SAT security: new safeguards to prevent cheating announced

The College Board announced new security procedures today that will make it harder to cheat on the SAT or ACT college entrance exams.

Starting this fall, students will be required to upload a photograph of themselves when they register for the SAT or ACT, the Associated Press reported. If they don’t have access to a scanner, they must mail a photo to the testing agency, which will scan it in for them. Their photo will be printed on their admission ticket into the testing site and the test site roster and will accompany their scores when they are reported to high schools and colleges.

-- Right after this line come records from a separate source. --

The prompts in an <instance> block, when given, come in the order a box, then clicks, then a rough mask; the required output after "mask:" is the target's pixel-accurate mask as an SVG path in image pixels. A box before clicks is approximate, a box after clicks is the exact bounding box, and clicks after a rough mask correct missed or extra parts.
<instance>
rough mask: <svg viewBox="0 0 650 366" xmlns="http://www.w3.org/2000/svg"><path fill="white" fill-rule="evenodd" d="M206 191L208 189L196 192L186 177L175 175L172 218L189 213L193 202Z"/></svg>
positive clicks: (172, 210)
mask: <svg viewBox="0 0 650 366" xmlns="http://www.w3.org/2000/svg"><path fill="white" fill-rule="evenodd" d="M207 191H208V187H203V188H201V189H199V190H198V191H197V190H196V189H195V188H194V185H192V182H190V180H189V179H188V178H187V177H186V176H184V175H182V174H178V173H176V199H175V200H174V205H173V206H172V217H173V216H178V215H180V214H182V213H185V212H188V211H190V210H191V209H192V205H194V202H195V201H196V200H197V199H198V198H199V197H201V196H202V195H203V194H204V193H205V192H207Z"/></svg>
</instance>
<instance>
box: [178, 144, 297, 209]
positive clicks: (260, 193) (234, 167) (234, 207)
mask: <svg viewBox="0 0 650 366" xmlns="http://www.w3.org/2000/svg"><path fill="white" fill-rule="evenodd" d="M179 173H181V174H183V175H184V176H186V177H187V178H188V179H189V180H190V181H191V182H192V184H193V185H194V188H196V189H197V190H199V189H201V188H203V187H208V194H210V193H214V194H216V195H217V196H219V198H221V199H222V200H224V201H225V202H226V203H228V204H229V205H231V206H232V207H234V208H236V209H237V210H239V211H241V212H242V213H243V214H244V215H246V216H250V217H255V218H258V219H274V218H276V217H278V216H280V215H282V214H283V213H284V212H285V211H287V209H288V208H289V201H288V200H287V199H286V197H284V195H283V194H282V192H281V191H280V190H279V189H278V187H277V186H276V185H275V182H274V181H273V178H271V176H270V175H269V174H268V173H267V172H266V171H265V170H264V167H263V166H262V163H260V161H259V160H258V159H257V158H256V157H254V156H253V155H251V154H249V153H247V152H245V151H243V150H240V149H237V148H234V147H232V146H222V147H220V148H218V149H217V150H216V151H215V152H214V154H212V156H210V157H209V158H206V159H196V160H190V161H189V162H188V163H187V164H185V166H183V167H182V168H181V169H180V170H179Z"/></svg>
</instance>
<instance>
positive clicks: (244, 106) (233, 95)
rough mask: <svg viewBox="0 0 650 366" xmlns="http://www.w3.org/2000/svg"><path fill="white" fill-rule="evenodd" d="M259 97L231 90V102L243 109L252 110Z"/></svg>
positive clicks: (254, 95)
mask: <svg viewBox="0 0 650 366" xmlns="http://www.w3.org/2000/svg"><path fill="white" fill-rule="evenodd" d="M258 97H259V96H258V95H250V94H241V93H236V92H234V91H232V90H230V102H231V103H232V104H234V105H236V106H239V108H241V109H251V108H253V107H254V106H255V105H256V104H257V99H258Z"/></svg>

College Board officials said that test centers will check student IDs more frequently, the AP reported, including when they enter the test site for the first time, whenever they re-enter the test room after breaks, when the answer sheets are collected and during random spot checks.

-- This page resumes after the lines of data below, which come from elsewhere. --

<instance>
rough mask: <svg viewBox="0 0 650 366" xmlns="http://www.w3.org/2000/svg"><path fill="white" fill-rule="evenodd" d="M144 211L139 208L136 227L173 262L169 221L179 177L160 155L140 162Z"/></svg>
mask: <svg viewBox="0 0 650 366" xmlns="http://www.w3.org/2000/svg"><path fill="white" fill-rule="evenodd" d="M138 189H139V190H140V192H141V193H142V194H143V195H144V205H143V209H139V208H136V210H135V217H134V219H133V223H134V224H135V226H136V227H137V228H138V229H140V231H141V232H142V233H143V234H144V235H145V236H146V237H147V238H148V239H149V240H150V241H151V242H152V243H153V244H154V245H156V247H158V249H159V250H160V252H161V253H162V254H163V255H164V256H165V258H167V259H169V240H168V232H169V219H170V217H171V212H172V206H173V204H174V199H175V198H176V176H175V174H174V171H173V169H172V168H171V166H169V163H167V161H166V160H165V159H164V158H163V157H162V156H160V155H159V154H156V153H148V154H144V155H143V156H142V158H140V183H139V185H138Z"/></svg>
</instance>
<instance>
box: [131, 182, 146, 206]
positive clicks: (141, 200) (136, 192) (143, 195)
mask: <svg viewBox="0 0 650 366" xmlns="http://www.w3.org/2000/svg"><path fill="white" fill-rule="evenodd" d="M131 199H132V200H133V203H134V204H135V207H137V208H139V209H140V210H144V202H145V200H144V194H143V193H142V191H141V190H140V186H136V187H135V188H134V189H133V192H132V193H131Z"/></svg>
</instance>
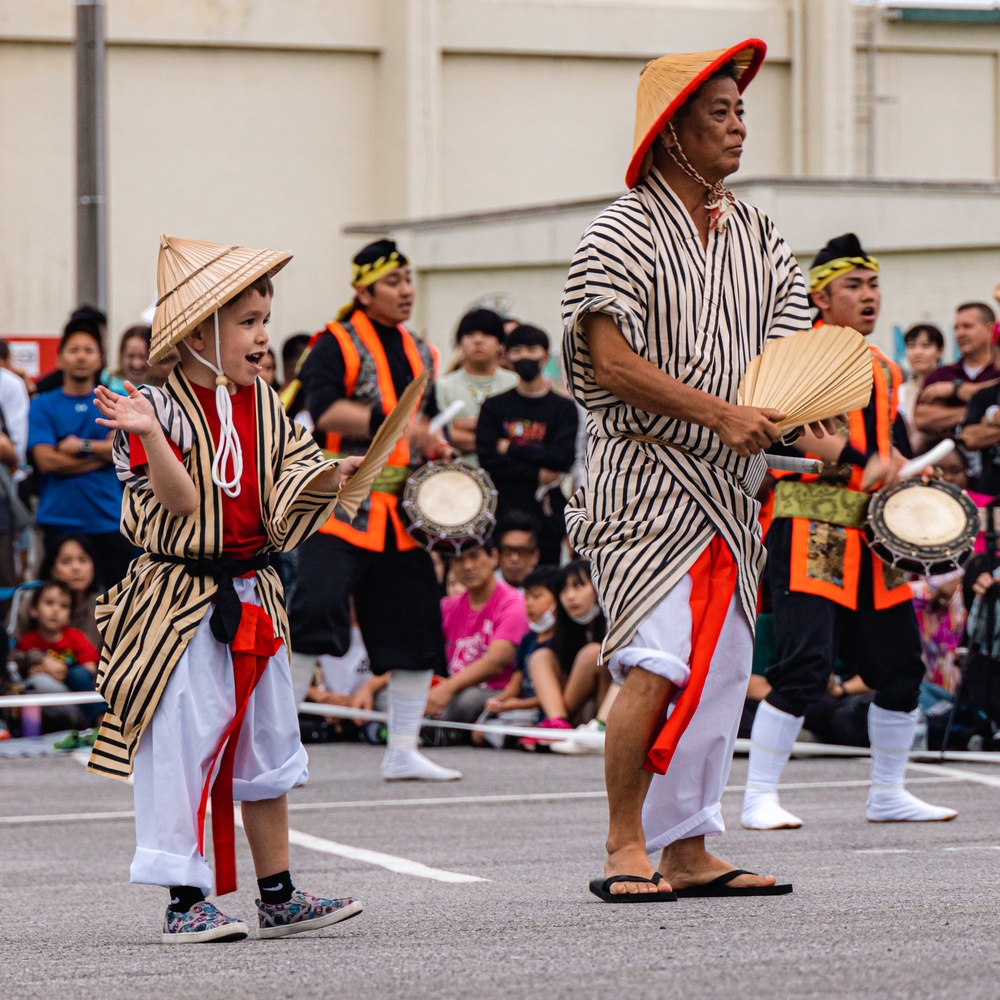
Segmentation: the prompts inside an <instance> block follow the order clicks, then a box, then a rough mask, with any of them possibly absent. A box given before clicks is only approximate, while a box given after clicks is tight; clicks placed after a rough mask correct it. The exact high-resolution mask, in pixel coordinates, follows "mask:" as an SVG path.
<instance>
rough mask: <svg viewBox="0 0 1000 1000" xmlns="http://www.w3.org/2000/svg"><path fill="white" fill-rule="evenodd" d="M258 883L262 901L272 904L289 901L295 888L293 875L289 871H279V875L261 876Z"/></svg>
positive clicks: (268, 904)
mask: <svg viewBox="0 0 1000 1000" xmlns="http://www.w3.org/2000/svg"><path fill="white" fill-rule="evenodd" d="M257 885H258V887H259V888H260V901H261V902H262V903H267V904H268V905H270V906H273V905H274V904H275V903H287V902H288V901H289V900H290V899H291V898H292V892H293V890H294V889H295V886H294V885H292V876H291V875H290V874H289V873H288V872H278V874H277V875H268V876H267V878H259V879H257Z"/></svg>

"We are confident that the security enhancements announced today will help maintain an honest and fair testing environment for the millions of students who take the SAT each year as part of the college admission process," Kathryn Juric, vice president of the College Board for the SAT Program, said today, according to ABC News.

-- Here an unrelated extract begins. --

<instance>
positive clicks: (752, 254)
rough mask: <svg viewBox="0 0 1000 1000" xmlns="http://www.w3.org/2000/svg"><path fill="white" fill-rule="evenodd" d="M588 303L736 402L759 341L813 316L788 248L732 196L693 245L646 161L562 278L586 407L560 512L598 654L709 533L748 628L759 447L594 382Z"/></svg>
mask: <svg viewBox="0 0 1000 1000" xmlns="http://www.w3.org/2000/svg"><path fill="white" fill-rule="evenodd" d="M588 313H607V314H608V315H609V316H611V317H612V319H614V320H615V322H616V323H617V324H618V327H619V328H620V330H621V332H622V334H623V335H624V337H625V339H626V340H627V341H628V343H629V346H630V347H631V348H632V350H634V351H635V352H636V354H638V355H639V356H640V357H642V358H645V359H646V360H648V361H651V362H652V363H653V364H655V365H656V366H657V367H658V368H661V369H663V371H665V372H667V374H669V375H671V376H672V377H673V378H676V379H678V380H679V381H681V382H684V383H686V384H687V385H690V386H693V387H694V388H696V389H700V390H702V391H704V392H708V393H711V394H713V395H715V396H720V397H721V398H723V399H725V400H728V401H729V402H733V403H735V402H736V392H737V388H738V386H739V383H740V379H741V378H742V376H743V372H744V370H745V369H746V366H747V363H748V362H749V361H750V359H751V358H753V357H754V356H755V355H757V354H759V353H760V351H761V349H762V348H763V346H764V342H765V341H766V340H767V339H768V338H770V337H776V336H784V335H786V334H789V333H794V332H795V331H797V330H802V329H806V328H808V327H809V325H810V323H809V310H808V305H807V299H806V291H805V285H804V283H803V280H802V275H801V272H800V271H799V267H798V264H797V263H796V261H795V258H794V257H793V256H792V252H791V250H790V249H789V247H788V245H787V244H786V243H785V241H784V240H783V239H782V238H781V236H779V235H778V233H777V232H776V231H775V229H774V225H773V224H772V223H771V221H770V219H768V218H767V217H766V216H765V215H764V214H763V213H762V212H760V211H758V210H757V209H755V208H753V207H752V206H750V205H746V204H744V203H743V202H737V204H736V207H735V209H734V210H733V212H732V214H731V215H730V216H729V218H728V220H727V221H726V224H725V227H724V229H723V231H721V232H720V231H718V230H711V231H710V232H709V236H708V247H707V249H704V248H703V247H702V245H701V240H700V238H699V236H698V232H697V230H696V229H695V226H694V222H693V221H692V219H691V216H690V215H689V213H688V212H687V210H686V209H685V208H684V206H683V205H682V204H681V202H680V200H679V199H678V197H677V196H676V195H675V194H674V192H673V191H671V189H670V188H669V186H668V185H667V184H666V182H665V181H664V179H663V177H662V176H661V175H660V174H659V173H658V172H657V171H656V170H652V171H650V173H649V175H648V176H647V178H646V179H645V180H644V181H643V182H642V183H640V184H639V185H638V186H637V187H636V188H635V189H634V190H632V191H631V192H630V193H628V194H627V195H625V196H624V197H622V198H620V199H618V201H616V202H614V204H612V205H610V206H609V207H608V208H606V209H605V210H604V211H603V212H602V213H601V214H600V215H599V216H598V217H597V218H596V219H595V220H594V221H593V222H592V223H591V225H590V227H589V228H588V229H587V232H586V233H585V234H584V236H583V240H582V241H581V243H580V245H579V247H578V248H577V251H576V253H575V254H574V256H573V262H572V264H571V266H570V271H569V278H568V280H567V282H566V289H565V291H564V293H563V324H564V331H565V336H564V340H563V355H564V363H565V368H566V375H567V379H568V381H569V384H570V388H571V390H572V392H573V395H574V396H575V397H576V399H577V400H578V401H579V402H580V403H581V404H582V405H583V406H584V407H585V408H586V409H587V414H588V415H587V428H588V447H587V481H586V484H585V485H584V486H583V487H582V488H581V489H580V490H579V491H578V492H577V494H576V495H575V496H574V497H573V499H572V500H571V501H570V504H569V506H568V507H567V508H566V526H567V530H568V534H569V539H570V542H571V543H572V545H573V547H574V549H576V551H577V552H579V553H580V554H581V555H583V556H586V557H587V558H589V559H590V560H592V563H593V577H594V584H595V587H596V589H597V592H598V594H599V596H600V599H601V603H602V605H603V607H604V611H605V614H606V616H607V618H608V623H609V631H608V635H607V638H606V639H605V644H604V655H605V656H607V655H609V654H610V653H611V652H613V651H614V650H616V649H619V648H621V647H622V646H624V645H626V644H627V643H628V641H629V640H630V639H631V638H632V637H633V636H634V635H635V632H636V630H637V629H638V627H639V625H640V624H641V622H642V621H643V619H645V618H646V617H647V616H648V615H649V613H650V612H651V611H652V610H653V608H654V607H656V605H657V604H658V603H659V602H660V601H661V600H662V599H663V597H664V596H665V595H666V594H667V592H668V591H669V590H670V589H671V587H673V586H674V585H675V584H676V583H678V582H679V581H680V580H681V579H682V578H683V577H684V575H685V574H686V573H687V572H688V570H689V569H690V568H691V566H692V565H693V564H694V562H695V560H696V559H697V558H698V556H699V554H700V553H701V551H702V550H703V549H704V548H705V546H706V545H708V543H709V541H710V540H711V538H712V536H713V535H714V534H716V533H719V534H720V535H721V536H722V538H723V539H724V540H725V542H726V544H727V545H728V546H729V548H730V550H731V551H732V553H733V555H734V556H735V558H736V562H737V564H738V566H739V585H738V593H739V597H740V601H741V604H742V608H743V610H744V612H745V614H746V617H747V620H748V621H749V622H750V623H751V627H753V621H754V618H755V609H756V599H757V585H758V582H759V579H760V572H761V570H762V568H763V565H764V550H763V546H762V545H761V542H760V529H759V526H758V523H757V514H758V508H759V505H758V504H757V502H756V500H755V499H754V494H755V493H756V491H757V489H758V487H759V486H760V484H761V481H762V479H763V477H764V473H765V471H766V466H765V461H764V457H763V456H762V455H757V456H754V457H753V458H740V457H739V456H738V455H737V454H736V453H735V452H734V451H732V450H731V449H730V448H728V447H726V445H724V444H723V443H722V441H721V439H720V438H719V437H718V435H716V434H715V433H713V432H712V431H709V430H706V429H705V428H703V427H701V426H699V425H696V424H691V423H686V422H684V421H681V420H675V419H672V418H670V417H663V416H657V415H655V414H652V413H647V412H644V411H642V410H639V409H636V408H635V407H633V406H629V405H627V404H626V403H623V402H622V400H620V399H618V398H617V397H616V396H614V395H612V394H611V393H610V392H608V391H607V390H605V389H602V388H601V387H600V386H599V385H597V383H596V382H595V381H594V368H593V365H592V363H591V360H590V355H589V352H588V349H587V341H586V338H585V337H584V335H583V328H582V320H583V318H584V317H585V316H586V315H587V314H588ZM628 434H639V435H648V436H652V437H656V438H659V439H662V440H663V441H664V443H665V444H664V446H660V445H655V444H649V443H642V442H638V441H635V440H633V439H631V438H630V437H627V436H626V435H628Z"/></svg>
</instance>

In 2011, 138 SAT scores were canceled after the Educational Testing Service, the company that administers the test, discovered that students had cheated on their exams, ABC News reported. That’s a small fraction of the scores earned by students who took the SAT last year (more than 2 million students take the test annually, the College Board says).

However, a high-profile cheating scandal in Long Island, New York, last fall drew attention to the weak security measures around the SAT. In the scandal, 20 students were arrested for either impersonating a student and taking the test for them or paying someone to take it for them, ABC News reported.

More from GlobalPost: 20 New York students arrested in SAT cheating scandal

Some of the stand-ins earned as much as $3,500 for their test-taking efforts, the AP reported. The cases against the students are still pending.

"These reforms close a gaping hole in standardized test security that allowed students to cheat and steal admissions offers and scholarship money from kids who play by the rules," Long Island’s Nassau County District Attorney Kathleen Rice said, according to the AP.